The use of attention and repetition may have allowed me to finally dissolve the neural pathways that had caused me to never want to stop eating once I started. 

One night I was worried that, once my roommate went to bed and I was alone, I’d lose control of my eating compulsion, again. So I used her attention and began planning aloud my evening snack. When I asked myself what I most wanted, I realized that I wanted to make graham-cracker and confectioner’s-sugar-frosting “sandwiches” and eat them until I could eat no more without throwing up.1 “Oh no,” I thought. “Why would I want to do that?” Then the thought came, “Your mother made them for you and Bruce (my brother).” 

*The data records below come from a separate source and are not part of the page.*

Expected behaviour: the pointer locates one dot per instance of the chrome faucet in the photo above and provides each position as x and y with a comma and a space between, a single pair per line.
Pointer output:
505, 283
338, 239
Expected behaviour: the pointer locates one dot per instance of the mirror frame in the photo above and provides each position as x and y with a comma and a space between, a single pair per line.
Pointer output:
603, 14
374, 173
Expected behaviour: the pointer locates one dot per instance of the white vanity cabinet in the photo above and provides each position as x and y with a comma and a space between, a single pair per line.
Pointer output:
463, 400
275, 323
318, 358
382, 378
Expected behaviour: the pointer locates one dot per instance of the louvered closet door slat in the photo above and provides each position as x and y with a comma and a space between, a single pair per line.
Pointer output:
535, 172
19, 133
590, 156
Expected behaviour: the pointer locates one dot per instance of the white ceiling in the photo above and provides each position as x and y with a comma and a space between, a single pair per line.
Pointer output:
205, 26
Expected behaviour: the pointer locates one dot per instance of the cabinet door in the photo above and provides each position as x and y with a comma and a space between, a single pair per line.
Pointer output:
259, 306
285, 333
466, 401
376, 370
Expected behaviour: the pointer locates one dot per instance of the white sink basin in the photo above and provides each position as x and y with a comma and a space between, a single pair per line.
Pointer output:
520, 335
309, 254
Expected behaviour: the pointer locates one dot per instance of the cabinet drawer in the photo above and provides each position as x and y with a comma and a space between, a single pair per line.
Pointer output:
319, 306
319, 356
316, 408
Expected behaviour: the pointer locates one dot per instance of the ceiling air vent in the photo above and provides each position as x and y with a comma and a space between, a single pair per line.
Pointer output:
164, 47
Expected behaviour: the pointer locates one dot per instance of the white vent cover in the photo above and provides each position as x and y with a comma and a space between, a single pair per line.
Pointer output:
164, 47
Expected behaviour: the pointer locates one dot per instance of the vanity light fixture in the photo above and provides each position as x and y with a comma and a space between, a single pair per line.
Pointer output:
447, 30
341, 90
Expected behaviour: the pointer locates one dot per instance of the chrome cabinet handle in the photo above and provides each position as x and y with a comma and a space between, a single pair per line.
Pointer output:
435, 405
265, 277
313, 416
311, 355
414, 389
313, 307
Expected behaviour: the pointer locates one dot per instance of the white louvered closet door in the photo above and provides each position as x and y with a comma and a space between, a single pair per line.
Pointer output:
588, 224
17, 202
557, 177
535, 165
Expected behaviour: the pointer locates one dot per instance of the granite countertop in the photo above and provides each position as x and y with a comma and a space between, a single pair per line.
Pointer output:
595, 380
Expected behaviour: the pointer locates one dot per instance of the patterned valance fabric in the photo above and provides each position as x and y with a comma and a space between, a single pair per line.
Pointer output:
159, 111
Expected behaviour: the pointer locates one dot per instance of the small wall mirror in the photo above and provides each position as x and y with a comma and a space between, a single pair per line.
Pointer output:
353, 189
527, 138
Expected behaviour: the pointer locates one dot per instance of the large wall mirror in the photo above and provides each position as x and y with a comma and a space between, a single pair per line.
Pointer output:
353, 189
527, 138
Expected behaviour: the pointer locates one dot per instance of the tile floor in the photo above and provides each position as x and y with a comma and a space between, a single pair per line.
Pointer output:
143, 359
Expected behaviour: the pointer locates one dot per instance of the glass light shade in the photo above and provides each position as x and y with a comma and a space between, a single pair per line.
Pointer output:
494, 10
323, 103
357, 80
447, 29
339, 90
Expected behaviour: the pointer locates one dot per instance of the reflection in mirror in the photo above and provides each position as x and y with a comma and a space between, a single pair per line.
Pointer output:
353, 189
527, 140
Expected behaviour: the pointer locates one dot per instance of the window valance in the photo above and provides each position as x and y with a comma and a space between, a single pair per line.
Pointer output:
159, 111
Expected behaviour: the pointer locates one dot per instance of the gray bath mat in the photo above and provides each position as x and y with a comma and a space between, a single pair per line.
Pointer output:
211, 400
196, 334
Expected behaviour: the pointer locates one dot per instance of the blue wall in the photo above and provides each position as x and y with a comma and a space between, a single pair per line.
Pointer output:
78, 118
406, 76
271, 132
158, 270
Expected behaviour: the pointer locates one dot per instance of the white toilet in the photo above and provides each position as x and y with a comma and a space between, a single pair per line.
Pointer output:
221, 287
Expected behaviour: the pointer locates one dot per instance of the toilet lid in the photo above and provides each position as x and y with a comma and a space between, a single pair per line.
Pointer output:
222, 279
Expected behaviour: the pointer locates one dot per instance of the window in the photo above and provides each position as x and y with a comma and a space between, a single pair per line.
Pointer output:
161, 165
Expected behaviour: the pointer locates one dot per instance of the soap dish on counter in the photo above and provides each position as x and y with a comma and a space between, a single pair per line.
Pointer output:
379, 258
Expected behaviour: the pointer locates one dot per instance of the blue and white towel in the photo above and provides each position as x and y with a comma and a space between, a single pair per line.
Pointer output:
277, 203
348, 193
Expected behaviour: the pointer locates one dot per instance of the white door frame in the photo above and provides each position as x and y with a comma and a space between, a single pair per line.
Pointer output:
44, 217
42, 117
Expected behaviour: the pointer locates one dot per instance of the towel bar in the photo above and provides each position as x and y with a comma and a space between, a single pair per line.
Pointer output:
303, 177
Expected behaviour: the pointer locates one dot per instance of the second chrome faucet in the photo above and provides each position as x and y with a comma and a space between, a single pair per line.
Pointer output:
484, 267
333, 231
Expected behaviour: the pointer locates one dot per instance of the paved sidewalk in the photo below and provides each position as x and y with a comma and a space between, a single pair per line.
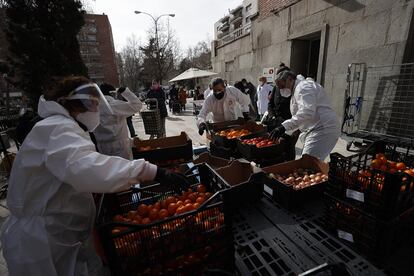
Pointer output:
175, 124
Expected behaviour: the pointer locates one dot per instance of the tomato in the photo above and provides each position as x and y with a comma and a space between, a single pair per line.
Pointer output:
400, 166
200, 199
201, 188
157, 205
143, 210
392, 164
119, 218
383, 160
192, 197
375, 163
163, 204
153, 214
116, 231
180, 210
163, 213
172, 208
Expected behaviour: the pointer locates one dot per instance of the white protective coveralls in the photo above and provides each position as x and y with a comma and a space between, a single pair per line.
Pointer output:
313, 116
263, 92
52, 211
230, 107
112, 135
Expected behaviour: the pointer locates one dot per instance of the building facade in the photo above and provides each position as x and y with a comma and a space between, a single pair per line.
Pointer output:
318, 38
97, 49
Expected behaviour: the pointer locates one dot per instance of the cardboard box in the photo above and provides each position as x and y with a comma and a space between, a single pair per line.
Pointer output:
284, 194
175, 148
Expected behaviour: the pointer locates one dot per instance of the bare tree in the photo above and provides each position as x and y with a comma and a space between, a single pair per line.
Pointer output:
161, 53
131, 61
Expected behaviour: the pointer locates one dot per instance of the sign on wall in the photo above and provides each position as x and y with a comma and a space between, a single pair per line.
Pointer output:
269, 73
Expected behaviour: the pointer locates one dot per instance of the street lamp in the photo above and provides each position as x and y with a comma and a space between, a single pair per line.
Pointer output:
155, 19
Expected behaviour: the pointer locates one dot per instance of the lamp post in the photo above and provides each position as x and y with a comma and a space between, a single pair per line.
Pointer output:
155, 19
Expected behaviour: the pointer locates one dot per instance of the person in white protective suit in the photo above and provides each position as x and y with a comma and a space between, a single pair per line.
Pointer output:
311, 114
263, 91
112, 135
53, 177
223, 104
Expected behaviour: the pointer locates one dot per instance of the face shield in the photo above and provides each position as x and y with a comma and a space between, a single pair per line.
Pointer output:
91, 98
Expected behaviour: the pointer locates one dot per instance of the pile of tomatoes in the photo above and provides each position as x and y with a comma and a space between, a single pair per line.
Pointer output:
260, 142
301, 178
170, 206
233, 133
381, 163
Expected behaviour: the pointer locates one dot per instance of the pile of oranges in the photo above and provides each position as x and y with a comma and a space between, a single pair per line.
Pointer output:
170, 206
233, 133
381, 163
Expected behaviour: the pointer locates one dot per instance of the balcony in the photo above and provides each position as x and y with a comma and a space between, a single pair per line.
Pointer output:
233, 35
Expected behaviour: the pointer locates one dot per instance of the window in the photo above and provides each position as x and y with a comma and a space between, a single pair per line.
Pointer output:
229, 66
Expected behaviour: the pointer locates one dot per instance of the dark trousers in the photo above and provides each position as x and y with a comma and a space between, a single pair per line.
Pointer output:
131, 127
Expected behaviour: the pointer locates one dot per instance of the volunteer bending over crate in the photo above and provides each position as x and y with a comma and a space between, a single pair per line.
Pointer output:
312, 114
112, 134
223, 104
54, 175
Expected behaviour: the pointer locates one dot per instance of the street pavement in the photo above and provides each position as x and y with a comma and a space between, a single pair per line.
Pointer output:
175, 124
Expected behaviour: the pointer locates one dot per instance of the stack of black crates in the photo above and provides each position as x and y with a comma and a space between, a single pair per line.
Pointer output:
368, 203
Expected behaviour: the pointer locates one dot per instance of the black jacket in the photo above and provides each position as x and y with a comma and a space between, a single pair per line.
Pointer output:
279, 107
159, 94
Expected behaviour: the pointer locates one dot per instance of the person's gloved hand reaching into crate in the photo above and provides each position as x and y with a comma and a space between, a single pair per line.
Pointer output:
178, 181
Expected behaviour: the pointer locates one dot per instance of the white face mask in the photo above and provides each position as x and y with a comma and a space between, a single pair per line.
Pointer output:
285, 92
89, 119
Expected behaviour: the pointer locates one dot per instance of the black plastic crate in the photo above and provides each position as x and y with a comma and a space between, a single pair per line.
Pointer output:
242, 183
285, 194
370, 236
165, 151
223, 152
380, 193
251, 152
192, 242
223, 141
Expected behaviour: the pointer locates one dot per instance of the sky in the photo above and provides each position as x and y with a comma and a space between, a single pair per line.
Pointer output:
193, 22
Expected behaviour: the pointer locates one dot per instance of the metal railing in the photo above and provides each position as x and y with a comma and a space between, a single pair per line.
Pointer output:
379, 101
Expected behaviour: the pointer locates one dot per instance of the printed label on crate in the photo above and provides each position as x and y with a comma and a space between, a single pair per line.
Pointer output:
345, 235
355, 195
268, 190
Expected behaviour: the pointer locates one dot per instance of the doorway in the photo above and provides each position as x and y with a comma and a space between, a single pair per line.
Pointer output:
304, 58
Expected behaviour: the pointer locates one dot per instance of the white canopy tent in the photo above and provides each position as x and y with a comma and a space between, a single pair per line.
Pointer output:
193, 73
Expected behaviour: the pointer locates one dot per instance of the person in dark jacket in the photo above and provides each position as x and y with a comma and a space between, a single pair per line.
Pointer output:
251, 90
156, 92
279, 111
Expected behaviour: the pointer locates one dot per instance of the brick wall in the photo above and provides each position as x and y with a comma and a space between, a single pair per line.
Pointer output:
266, 7
97, 49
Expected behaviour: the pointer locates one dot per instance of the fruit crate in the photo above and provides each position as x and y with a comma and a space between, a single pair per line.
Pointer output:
223, 152
382, 192
285, 194
188, 243
242, 182
223, 141
252, 152
375, 238
165, 151
213, 161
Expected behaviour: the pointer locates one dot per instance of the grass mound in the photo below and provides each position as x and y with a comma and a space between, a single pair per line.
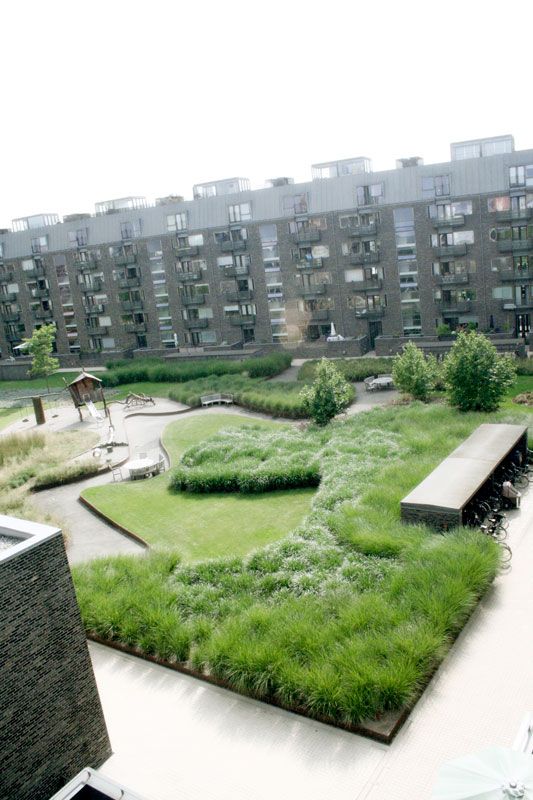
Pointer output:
345, 619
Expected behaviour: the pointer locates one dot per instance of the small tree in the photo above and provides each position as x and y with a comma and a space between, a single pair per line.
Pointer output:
476, 377
329, 394
415, 374
40, 346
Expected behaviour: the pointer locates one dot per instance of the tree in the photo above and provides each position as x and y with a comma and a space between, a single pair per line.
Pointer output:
475, 376
413, 373
329, 394
40, 346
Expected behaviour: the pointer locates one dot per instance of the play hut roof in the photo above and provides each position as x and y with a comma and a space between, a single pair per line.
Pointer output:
82, 377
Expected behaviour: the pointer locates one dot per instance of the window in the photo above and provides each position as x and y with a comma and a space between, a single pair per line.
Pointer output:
78, 238
177, 222
130, 230
240, 212
294, 204
499, 204
435, 186
39, 244
369, 195
517, 176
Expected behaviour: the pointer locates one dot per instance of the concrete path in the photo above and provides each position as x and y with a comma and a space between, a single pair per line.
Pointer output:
176, 737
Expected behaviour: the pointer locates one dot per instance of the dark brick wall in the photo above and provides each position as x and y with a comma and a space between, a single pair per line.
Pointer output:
51, 721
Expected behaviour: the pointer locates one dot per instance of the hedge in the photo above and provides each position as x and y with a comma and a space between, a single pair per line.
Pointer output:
228, 478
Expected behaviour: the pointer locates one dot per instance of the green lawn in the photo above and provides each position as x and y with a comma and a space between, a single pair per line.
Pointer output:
204, 526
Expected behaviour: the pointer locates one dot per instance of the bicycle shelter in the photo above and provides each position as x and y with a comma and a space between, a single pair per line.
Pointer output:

“I guess that’s it,” I said aloud. “My mother used to make them for us.” The moment I said that, the perfect statement came to me: “Well, you really do miss them.” I hadn’t been consciously missing anyone. In fact, I’d never missed anyone. I listed people I’d never missed, then I asked my roommate to say, “Well, you really do miss them.” She’d say it, I’d repeat it, and the discharge would begin.

What happened after that session? Later that night I noticed that I didn’t feel any desire for either a graham-cracker-sandwich binge or three bowls of cereal, my usual choice after a challenging day. The next day, when I passed Dunkin’ Donuts, I didn’t think, “I could buy a couple of donuts right now.” When I entered Stop & Shop, I didn’t feel compelled to buy the most expensive Frappuccino.2 And now, nearly four weeks later, my relationship with food seems to have changed. Food was one of my lifetime companions. It was always on my mind. No longer. And I revel in the freed-up space.

Probably like many food addicts, once I began to eat, I would want to eat more and was planning what to eat next even before I finished eating. If I ate at a restaurant, I invariably planned a potential home munching-menu long before the restaurant meal was over. That pattern seems to have vanished. Now, a stressful day or evening doesn’t trigger obsessive thoughts of food.

I had forgotten that patterns could gain multiple triggers. I had discharged the child-abuse trigger, I had discharged the incubator-stress trigger, but I had no idea there was at least a third powerful trigger for my longing to eat.

Pam Maccabee
Glastonbury, Connecticut, USA


1 “Throwing” up means vomiting.
2 A Frappuccino is a sweet, creamy, frozen coffee drink.